Cette personne

5.5K 461 225
                                    

Pov Levi

La nuit est tombée en douce, sans que je m'en aperçoive. Une nuit froide et épaisse. Dans la cour de l'entrepôt, un silence lugubre a succédé au vacarme des échanges de tirs. Seuls les bruits lointains de portières qui claquent et de pneus qui crissent me parviennent. Ces salauds sont en train de se faire la malle ! Avec prudence, je m'extrais de ma cache. Le pick-up sous lequel je m'étais jeté quelques instants plus tôt est maintenant criblé d'impacts de balles. Je ne sais par quel miracle je suis encore en vie ... mais à vrai dire je m'en carre. Je ne me pose même pas la question. Je n'ai qu'une obsession : les retrouver, eux. Je traverse la cour, à découvert, en tenant fermement mon arme de poing. La pluie battante a déjà détrempé mon uniforme. Une eau glacée ruisselle le long de mes cheveux, les plaquant sur mon front, avant de poursuivre sa course folle sur mon visage. Mais je n'y prête aucune attention. Lentement, je me dirige vers la cache où Furlan et Isabel s'étaient terrés juste avant que le piège ne se referme sur nous. En approchant du but, mon pied heurte un obstacle au sol. Je regarde. Mon cœur se fige, mon sang se glace. Isabel est là, sous mes yeux, inerte, gisant au sol dans une mare de sang, une plaie béante à l'abdomen. Ma gorge se serre. Ses yeux vitreux sont braqués sur moi, dans une expression d'horreur qui me lacère le cœur. J'aimerais l'appeler mais aucun son ne sort de mes lèvres. En relevant les yeux, mon attention est accrochée par une silhouette en uniforme échouée sur le capot d'une voiture à quelques mètres de là. Les mèches blondes ne me trompent pas : il s'agit de Furlan. Mais le sang qui recouvre la carrosserie et l'angle anormal de sa colonne vertébral ne me laissent aucune illusion : lui aussi est mort. Tous deux venaient d'être soufflés par l'explosion d'une grenade. Alors que mes yeux reviennent s'accrocher à ceux d'Isabel, sa bouche s'entrouvre dans un rictus terrible : « On comptait pourtant sur toi, Levi », dit une voix d'outre-tombe.

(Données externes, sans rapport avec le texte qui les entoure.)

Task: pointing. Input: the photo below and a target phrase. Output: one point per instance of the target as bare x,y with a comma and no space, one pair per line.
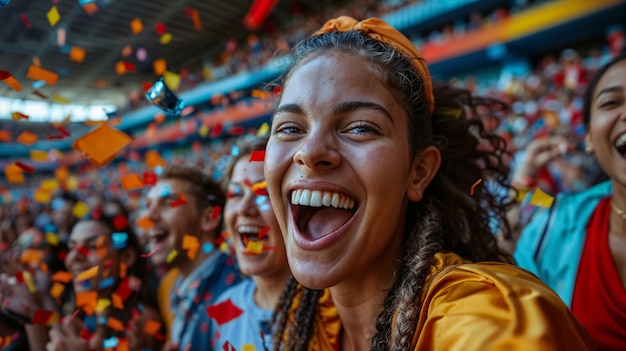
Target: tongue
323,222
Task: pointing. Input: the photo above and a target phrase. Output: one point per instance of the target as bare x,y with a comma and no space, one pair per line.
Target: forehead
334,76
244,169
165,187
614,76
85,230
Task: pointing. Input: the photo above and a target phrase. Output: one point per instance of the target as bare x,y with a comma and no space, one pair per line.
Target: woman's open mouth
318,213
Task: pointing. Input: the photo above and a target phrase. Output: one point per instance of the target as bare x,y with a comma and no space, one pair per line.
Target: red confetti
257,156
63,131
26,168
474,186
160,28
217,210
224,312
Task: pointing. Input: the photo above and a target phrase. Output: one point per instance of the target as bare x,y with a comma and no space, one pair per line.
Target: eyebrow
614,89
344,107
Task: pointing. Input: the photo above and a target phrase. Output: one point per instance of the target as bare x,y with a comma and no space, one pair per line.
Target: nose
318,152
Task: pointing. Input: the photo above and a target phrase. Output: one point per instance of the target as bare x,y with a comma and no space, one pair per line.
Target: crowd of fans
545,102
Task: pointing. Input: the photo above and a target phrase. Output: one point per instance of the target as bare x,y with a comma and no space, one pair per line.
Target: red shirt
599,301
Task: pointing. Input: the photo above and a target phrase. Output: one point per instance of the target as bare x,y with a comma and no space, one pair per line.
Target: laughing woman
578,247
369,170
260,251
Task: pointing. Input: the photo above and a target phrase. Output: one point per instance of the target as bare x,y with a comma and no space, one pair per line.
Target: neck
358,303
269,288
618,209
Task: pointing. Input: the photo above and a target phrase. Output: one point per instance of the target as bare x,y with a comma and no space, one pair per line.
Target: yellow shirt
477,306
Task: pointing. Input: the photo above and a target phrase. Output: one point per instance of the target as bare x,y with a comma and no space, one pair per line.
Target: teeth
621,141
246,229
317,198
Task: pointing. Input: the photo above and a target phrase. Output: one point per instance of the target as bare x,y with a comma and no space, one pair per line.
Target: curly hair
469,153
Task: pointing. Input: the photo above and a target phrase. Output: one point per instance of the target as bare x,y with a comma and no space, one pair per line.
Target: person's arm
497,307
538,154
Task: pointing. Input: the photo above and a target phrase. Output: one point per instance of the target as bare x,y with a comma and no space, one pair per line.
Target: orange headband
380,30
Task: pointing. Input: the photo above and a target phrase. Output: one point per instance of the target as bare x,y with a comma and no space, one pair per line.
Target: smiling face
249,218
338,168
171,223
607,127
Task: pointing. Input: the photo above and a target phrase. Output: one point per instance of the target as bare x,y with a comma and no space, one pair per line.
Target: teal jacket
551,244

Je me réveillai en sursaut, haletant et trempé de sueurs. Encore ce putain de cauchemar ! Je jetai un œil au réveil posé au pied de mon lit : 7h35. Comme toujours, je n'avais réussi à fermer l'œil qu'au petit matin. Et comme toujours, j'avais aussitôt été tiré des bras de Morphée par le souvenir de cette journée. A croire qu'après plus de cinq ans ma mémoire restait toujours à vif. Je me rappelais de chaque détail, de chaque perception, de chaque sensation, et je les revivais avec une précision effrayante. Rares étaient les nuits où j'étais épargné, et les choses avaient même plutôt empiré ces trois derniers mois, depuis mon réveil de coma.

A tâtons, je ramassai mon téléphone et vérifiai mes messages. Un seul. D'Hanji. Avais-je vraiment envie de l'ouvrir ?

Bon anniversaire, mon petit canard !!! ;-)

Je fis retomber ma tête sur l'oreiller et posai mon bras en travers de mes yeux tout en poussant un soupir las. Et merde, on est le 25, pestai-je. La plaie !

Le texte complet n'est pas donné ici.